Quote: Enforced by the laws of nature

“The shock of this initial period [after the first revelations] will provide the support needed to build a more equal internet, but this will not work to the advantage of the average person unless science outpaces law. By understanding the mechanisms through which our privacy is violated, we can win here. We can guarantee for all people equal protection against unreasonable search through universal laws, but only if the technical community is willing to face the threat and commit to implementing over-engineered solutions. In the end, we must enforce a principle whereby the only way the powerful may enjoy privacy is when it is the same kind shared by the ordinary: one enforced by the laws of nature, rather than the policies of man.”
— Edward Snowden

Rehash #20

Quote: Uniqueness

“This uniqueness and singleness which distinguishes each individual and gives a meaning to his existence has a bearing on creative work as much as it does on human love. When the impossibility of replacing a person is realized, it allows the responsibility which a man has for his existence and its continuance to appear in all its magnitude. A man who becomes conscious of the responsibility he bears toward a human being who affectionately waits for him, or to an unfinished work, will never be able to throw away his life. He knows the “why” for his existence, and will be able to bear almost any ‘how.'”
— Viktor Frankl

Rehash #19

  • Bruce Schneier talks with Edward Snowden
    • Edward Snowden: They’re intercepting American products and services … and they are subverting. They’re weakening the security and in some cases – like this case – they are implanting Trojans … They are reducing the trust in the security of American products. And this is critical, … because it has a real cost. Not just for us morally, not just legally not just ethically but financially.
    • Bruce Schneier: We’ve build an internet for surveillance. We decided that advertising, that marketing, that personal information is the currency by which we all by our internet.

Rehash #18

  • One of the best talks I have seen in the last few months. Nate Hagens on humans, energy, and growing up as a species [65min]
  • Morgan Marquis-Boire: Fear and Loathing on the Internet [58min]
  • EVE Online documentary: A Tale of Internet Spaceships [56min]
  • The Guardian writes that The ultimate goal of the NSA is population control
    • “At least 80% of fibre-optic cables globally go via the US”, Binney said. “This is no accident and allows the US to view all communication coming in. At least 80% of all audio calls, not just metadata, are recorded and stored in the US. The NSA lies about what it stores.”
    • The NSA will soon be able to collect 966 exabytes a year, the total of internet traffic annually
  • Richard Feynman on Good, Evil, and the Zen of Science:
    • “The first way in which science is of value is familiar to everyone. It is that scientific knowledge enables us to do all kinds of things and to make all kinds of things. Of course if we make good things, it is not only to the credit of science; it is also to the credit of the moral choice which led us to good work. Scientific knowledge is an enabling power to do either good or bad — but it does not carry instructions on how to use it. Such power has evident value — even though the power may be negated by what one does.
      I learned a way of expressing this common human problem on a trip to Honolulu. In a Buddhist temple there, the man in charge explained a little bit about the Buddhist religion for tourists, and then ended his talk by telling them he had something to say to them that they would never forget — and I have never forgotten it. It was a proverb of the Buddhist religion:

      “To every man is given the key to the gates of heaven; the same key opens the gates of hell.”

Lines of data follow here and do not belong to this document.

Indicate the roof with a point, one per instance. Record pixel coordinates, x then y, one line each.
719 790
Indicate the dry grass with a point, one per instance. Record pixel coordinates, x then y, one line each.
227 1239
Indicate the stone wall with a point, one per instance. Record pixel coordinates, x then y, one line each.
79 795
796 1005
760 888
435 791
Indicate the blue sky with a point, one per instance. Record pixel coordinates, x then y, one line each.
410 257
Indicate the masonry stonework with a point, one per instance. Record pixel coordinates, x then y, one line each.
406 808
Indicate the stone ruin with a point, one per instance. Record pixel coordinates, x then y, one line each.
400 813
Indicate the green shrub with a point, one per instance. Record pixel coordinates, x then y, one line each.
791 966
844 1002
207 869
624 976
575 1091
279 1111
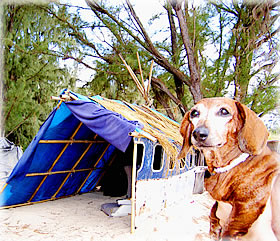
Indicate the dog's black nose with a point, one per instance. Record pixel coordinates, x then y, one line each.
201 133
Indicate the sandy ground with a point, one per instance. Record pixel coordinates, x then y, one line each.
80 218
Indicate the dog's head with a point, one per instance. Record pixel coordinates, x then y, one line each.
212 122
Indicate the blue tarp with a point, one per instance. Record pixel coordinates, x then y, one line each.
45 171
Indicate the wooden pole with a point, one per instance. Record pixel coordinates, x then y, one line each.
133 187
56 160
150 78
140 69
58 172
69 141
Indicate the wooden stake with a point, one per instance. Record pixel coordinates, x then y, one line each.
133 187
150 78
141 73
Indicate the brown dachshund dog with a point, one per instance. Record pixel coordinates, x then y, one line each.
243 172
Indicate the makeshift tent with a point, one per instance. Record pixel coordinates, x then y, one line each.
79 141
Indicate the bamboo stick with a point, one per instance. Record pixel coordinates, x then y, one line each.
58 172
94 167
140 69
133 198
150 78
56 160
31 203
70 141
134 77
3 188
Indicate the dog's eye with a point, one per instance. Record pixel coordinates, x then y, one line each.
223 112
194 114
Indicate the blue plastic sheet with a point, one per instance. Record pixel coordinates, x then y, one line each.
44 157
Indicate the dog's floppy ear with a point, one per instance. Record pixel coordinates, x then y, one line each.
186 131
253 135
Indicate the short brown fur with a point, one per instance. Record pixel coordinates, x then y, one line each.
247 186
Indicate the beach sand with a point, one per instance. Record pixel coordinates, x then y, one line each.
80 218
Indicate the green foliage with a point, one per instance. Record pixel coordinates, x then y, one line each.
32 73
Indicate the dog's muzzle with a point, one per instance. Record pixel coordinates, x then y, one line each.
200 134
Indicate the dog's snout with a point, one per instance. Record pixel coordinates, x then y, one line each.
201 133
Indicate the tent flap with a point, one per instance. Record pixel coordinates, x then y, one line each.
111 126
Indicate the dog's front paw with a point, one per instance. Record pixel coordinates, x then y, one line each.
215 230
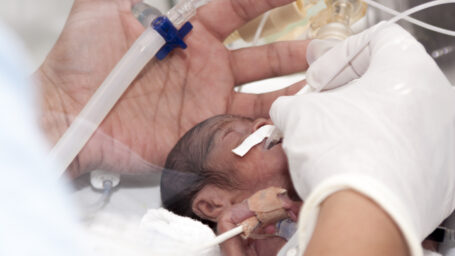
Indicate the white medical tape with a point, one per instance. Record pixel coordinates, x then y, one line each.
255 138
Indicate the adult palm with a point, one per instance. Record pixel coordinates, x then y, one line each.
169 96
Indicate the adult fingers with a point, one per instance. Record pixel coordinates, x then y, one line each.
258 105
221 17
255 63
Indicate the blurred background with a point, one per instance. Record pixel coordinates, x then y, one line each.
38 23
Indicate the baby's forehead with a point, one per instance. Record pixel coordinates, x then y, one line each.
225 122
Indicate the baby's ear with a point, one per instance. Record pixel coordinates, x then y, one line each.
210 202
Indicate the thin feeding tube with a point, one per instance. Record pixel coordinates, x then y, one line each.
410 19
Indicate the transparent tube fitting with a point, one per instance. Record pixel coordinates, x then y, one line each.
145 13
184 10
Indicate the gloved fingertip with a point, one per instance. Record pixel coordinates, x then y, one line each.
317 47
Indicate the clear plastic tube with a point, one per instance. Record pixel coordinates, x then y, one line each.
105 97
398 17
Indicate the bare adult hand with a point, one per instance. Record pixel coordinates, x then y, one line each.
169 96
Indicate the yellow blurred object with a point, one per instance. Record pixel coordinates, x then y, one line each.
277 20
335 21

      What, then, is the value of the key to heaven? It is true that if we lack clear instructions that determine which is the gate to heaven and which the gate to hell, the key may be a dangerous object to use, but it obviously has value. How can we enter heaven without it?
      The instructions, also, would be of no value without the key. So it is evident that, in spite of the fact that science could produce enormous horror in the world, it is of value because it can produce something.”

Rehash #16

  • Edward Snowden testimony at PACE [35min]
    • “I would hope that this goes without saying but let me be clear that the NSA is not engaged in any sort of nightmare scenarios, such as actively compiling lists of homosexual individuals. However, they still deeply implicate our human rights. We have to recognize that the infrastructure for such activities has been built and is in reach of not just the United States and its allies, but *any* country today (and that includes private organizations that are not associated with governments). Accordingly, we have an obligation to develop international standards to protect against the routine and substantial abuse of this technology; abuses that are ongoing today.”